While the Italian region of Abruzzo is well known for its culinary specialties: pecorino (sheep cheese), pasta alla chitarra, brodetto (fish stew), the undisputed King of all gastronomic delights is, without a shadow of doubt, l’arrosticino: small barbecued pieces of mutton (castrated sheep’s meat) on a wooden skewer.
Arrosticini are sold in packs in all local supermarkets, many restaurants have them on the menu. Every self-respecting Abruzzese knows the best place to eat “rrustelle” (pronounced “rrush-telle”) as they are affectionately known in the dialect of Pescara.
Now Abruzzo has decided to lay claim the rights to their culinary tradition: “l’Arrosticino d’Abruzzo” is to become a protected and certified brand of quality.

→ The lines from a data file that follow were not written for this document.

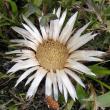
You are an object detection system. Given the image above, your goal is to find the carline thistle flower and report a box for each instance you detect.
[7,7,105,102]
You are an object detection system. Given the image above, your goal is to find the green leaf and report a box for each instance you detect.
[96,92,110,107]
[32,0,42,7]
[90,65,110,75]
[76,85,87,102]
[24,3,42,17]
[87,76,110,90]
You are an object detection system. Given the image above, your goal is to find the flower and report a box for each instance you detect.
[7,7,105,101]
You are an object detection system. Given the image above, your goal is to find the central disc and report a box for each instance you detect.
[36,39,68,70]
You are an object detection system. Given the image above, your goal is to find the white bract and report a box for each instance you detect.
[7,7,105,102]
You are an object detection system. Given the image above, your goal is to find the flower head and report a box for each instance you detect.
[7,8,105,101]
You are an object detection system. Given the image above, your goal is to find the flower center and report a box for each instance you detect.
[36,39,68,70]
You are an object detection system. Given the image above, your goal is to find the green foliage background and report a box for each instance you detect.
[0,0,110,110]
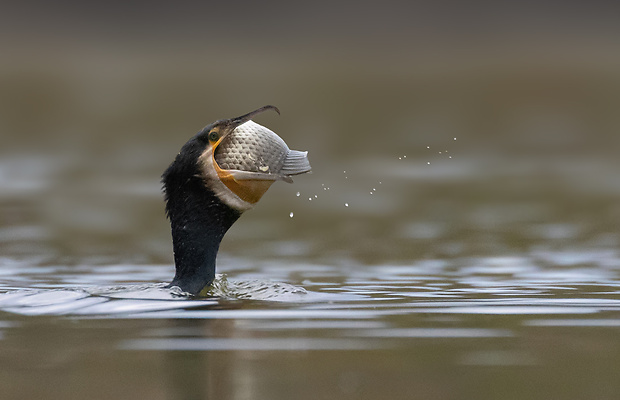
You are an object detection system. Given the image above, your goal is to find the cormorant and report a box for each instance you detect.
[162,106,311,295]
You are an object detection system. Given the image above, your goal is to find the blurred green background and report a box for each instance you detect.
[0,1,620,263]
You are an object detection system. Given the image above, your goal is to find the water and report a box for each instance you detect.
[0,39,620,400]
[0,149,620,399]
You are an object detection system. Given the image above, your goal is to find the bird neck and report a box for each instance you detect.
[164,178,241,294]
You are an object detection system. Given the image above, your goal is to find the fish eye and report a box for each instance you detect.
[207,131,220,142]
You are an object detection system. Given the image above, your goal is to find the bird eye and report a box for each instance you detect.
[208,131,220,142]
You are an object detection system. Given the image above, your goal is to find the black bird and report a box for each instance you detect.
[162,106,311,295]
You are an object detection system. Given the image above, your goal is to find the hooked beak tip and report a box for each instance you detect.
[231,105,280,127]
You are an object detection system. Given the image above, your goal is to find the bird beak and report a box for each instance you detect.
[227,106,280,132]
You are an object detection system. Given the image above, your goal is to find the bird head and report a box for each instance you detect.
[164,105,311,212]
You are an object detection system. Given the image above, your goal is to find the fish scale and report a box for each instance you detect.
[215,121,290,173]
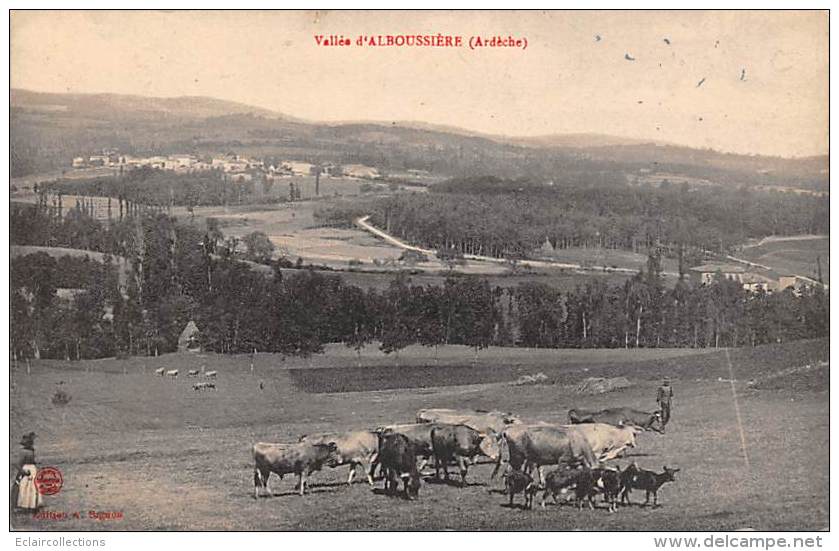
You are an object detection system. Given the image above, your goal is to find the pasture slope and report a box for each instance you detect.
[10,339,829,531]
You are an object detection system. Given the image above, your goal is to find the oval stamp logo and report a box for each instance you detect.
[35,467,64,496]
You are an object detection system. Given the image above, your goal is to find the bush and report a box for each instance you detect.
[52,390,72,406]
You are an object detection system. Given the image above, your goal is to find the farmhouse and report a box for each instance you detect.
[343,165,381,180]
[280,161,315,176]
[178,320,201,352]
[742,273,778,293]
[690,264,746,285]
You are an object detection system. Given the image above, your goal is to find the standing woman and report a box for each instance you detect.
[12,432,42,512]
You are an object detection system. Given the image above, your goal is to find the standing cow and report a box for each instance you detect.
[563,423,641,461]
[376,423,438,471]
[568,407,661,432]
[300,430,379,486]
[493,425,598,485]
[431,424,500,486]
[379,432,421,499]
[417,408,521,434]
[253,442,338,498]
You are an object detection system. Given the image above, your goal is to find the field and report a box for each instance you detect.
[737,236,830,283]
[10,339,829,530]
[546,247,679,277]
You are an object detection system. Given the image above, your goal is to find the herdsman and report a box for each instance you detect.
[655,377,673,432]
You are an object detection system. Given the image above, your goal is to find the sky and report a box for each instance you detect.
[10,11,829,157]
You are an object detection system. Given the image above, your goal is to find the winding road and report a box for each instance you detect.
[355,214,678,277]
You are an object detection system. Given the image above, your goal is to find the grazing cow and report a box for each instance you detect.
[493,425,598,483]
[376,423,438,471]
[489,422,559,480]
[564,423,640,461]
[542,466,579,509]
[379,432,420,499]
[253,442,338,498]
[417,408,520,434]
[431,423,501,486]
[504,471,539,509]
[300,430,379,486]
[568,407,661,432]
[621,463,679,506]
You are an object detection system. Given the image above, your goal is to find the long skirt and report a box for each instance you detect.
[17,465,42,509]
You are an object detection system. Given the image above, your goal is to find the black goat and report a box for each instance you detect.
[504,470,539,509]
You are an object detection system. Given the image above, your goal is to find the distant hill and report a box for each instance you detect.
[10,89,828,190]
[10,88,293,120]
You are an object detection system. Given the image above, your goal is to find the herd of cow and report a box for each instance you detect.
[253,407,679,512]
[154,367,218,391]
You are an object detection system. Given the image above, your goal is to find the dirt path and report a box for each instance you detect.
[355,214,679,277]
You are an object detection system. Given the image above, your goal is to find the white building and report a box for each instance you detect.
[343,165,381,180]
[280,161,315,176]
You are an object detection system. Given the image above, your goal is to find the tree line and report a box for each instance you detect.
[340,177,830,258]
[10,205,829,359]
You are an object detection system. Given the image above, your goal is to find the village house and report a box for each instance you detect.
[742,273,779,293]
[343,165,381,180]
[689,264,746,285]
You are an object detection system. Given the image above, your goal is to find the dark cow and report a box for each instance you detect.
[621,463,679,506]
[253,442,338,498]
[300,430,379,486]
[504,471,539,509]
[542,466,579,509]
[431,424,500,486]
[575,468,621,513]
[568,407,661,432]
[378,432,420,499]
[417,408,520,434]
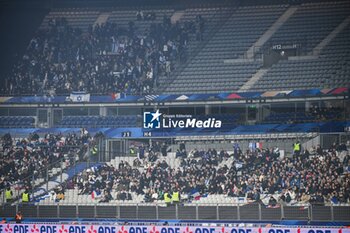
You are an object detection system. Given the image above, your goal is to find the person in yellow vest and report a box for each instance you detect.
[91,145,98,156]
[90,145,98,162]
[164,192,171,206]
[5,187,13,203]
[293,141,301,158]
[171,190,180,204]
[22,189,30,204]
[15,211,23,223]
[130,147,136,156]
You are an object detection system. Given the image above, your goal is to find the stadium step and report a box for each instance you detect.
[309,16,350,56]
[246,6,298,59]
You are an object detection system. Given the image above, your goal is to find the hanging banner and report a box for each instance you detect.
[0,224,350,233]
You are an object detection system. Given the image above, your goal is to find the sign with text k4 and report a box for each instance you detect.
[143,109,222,129]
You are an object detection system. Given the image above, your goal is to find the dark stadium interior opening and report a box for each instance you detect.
[0,0,350,226]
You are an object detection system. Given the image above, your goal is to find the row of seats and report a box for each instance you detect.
[57,115,138,127]
[0,116,35,128]
[165,5,287,94]
[252,18,350,91]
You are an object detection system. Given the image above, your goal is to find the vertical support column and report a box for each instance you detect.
[204,104,211,115]
[60,159,63,184]
[216,204,220,220]
[308,204,313,221]
[175,204,179,219]
[117,205,120,219]
[56,203,60,218]
[281,205,284,220]
[100,106,107,116]
[136,203,139,219]
[331,203,334,221]
[46,168,49,192]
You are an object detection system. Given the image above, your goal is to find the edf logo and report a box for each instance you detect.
[143,109,162,129]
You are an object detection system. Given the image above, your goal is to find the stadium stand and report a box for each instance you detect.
[36,140,350,205]
[0,116,35,128]
[0,0,350,222]
[0,133,93,203]
[161,5,287,93]
[56,116,140,128]
[7,8,197,95]
[40,9,100,31]
[251,2,350,91]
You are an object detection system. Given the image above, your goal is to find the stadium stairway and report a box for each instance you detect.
[246,6,298,59]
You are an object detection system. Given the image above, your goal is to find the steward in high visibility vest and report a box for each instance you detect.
[91,145,98,156]
[22,190,29,203]
[171,192,180,204]
[293,141,301,156]
[164,192,171,206]
[5,187,13,202]
[15,211,23,223]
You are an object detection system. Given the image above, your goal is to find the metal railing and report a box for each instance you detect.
[0,203,350,221]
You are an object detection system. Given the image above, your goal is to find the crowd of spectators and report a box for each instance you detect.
[309,105,344,121]
[0,130,91,199]
[2,12,203,95]
[67,139,350,206]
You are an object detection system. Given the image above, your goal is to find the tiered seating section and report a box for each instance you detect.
[2,1,350,94]
[40,9,100,31]
[0,116,35,128]
[0,133,92,205]
[251,2,350,91]
[40,144,350,206]
[165,5,287,93]
[57,116,140,128]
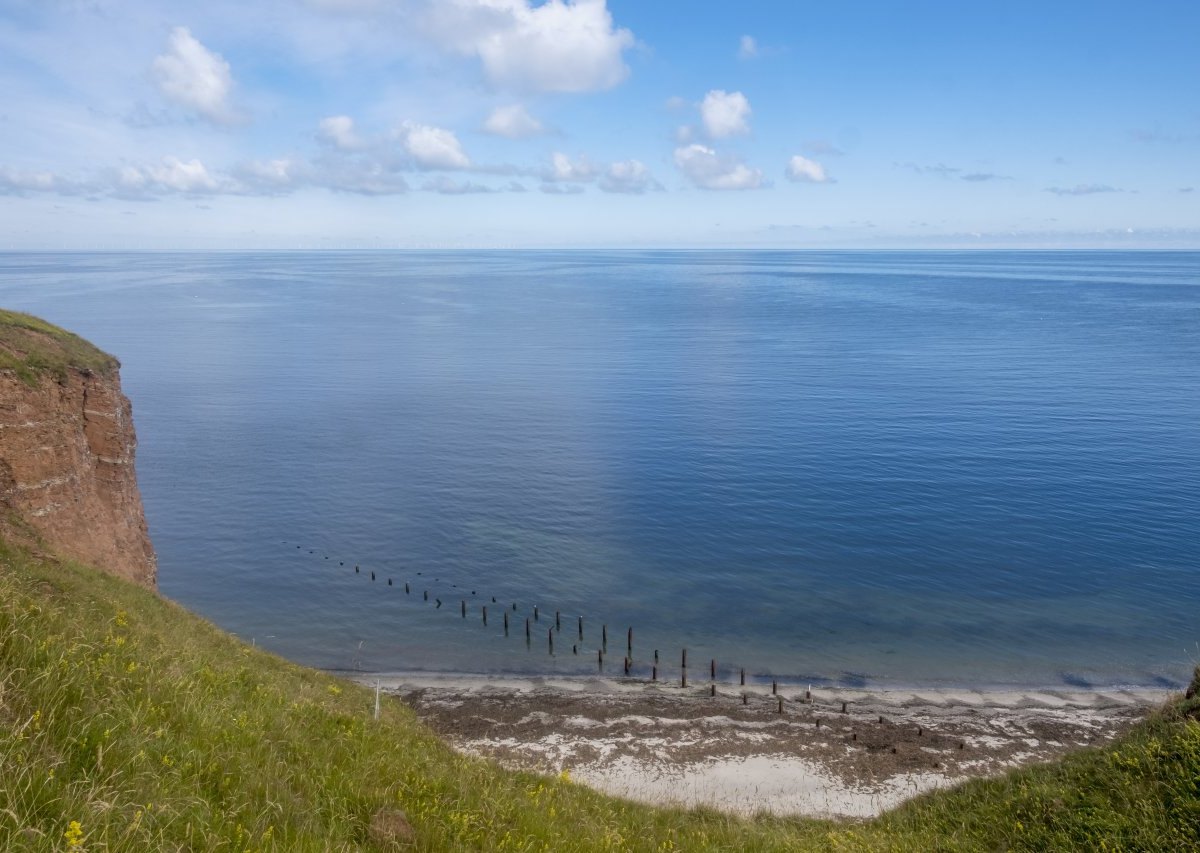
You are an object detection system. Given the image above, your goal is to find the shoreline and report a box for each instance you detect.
[347,673,1174,818]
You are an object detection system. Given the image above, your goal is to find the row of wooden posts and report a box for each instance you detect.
[295,542,820,695]
[284,542,966,752]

Regional authorities have announced that they are introducing a number of rules to avoid poor imitations and make sure that the consumer is getting the real deal. The lamb meat used for making l’arrosticino will be traceable to the farmers that can only be based in Abruzzo; strict norms must be followed for feeding the animals and their transport to the butcher. Only in this way it can be guaranteed that consumers will enjoy the authentic taste of “l’Arrosticino d’Abruzzo”.
In search of perfection
Some of my Italian friends say that the best arrosticini are made in their parents’ country house. Others recommend a restaurant where they have been eating the famous grilled mutton-delight for many years. Some eat only the meat of l’arrosticino and leave the tiny pieces of fat on the skewer, saying that it tastes better that way. Others eat meat and fat. And it seems that everyone in Abruzzo has their own rules for barbecuing arrosticini! So the taste is can vary, but from now on the quality of meat will be guaranteed by strict rules.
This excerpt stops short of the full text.